Deze paragraaf onderzoekt hoe vaak stellen uit elkaar gaan in de jaren nadat zij gezamenlijk een kind hebben gekregen en of de kans dat ouders gaan scheiden over de tijd is veranderd. Dat gebeurt voor alle ouderparen ongeacht of zij getrouwd waren of niet. Alleen stellen die gezamenlijk een kind krijgen, komen aan bod. Het is immers aannemelijk dat de mate van commitment en de emotionele gevolgen van een scheiding bij jonge gezinnen niet anders zijn voor ongehuwde samenwoners, voor stellen met een geregistreerd partnerschap en voor stellen die getrouwd zijn.

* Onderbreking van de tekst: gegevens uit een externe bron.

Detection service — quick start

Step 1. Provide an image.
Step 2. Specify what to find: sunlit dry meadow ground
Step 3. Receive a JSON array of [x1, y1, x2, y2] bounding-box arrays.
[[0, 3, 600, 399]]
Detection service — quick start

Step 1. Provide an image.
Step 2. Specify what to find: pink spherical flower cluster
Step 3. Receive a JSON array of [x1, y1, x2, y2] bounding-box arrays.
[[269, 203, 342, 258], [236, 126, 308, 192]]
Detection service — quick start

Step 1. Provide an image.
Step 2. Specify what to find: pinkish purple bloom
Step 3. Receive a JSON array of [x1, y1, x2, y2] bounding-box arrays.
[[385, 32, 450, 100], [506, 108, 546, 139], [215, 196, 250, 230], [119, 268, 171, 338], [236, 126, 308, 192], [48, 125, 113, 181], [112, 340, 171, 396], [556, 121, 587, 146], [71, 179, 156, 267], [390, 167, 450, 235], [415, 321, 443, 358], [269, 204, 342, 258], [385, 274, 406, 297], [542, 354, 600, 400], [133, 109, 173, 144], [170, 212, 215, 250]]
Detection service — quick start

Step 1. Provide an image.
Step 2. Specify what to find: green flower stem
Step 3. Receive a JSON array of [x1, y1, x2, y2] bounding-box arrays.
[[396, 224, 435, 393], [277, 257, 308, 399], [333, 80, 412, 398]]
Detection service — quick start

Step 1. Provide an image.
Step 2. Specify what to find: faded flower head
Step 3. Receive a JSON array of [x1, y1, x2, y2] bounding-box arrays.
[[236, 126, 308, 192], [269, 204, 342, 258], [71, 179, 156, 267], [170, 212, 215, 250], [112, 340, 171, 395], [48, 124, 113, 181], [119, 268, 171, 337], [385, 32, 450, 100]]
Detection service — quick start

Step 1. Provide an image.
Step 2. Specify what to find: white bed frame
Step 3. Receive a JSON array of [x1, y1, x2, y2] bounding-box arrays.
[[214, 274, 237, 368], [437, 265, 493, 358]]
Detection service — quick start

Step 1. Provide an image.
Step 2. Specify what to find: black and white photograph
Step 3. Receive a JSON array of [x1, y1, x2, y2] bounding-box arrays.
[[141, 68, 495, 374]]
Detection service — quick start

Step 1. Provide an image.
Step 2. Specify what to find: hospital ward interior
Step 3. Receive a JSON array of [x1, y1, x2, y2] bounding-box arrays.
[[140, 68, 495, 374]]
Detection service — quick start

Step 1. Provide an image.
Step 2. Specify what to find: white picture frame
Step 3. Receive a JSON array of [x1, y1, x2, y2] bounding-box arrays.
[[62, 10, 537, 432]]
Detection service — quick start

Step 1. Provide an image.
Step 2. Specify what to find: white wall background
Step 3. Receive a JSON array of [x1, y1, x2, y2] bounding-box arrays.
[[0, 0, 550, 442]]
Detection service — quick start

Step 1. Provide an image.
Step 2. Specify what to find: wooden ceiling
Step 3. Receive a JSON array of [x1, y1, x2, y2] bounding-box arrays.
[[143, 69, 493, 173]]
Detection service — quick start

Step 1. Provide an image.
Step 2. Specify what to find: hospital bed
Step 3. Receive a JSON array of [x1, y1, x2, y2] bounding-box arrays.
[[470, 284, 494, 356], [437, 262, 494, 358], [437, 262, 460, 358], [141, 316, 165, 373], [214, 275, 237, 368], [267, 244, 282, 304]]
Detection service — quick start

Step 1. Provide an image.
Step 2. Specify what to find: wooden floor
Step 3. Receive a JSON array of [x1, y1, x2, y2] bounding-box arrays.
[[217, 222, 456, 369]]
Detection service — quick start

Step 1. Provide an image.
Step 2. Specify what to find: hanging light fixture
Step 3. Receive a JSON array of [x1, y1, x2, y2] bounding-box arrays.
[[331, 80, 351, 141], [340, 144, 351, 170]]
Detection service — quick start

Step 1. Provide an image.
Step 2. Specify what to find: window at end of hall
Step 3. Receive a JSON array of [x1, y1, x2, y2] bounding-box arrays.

Steeds minder prille ouders zijn getrouwd
In de afgelopen twintig jaar zijn verschuivingen in de burgerlijke staat van ouders aanzienlijk geweest: steeds vaker zijn ouders niet gehuwd op het moment dat hun kind geboren wordt. In de analyses is gekeken naar alle in een jaar geboren kinderen van wie beide ouders bekend waren en op de dag van de geboorte op hetzelfde adres woonden. Van de in 1998 geboren kinderen was de overgrote meerderheid, ruim 85 procent, bij de geboorte van hun kind getrouwd. Geregistreerde partnerschappen kwamen nog niet of nauwelijks voor. Van de kinderen die in 2016 werden geboren, had nog slechts een krappe meerderheid gehuwde ouders (55 procent). Ouders zonder verbintenis (38 procent) kwamen veel vaker voor dan in 1998 (15 procent). Ook had ruim 7 procent van de ouders die in 2016 een kind kregen een geregistreerd partnerschap. Het aandeel ouders zonder wettelijke verbintenis nam vooral tussen 1998 en 2010 snel toe. De opkomst van ouders met een geregistreerd partnerschap begon in 2007 en was vooral in de laatste jaren sterk.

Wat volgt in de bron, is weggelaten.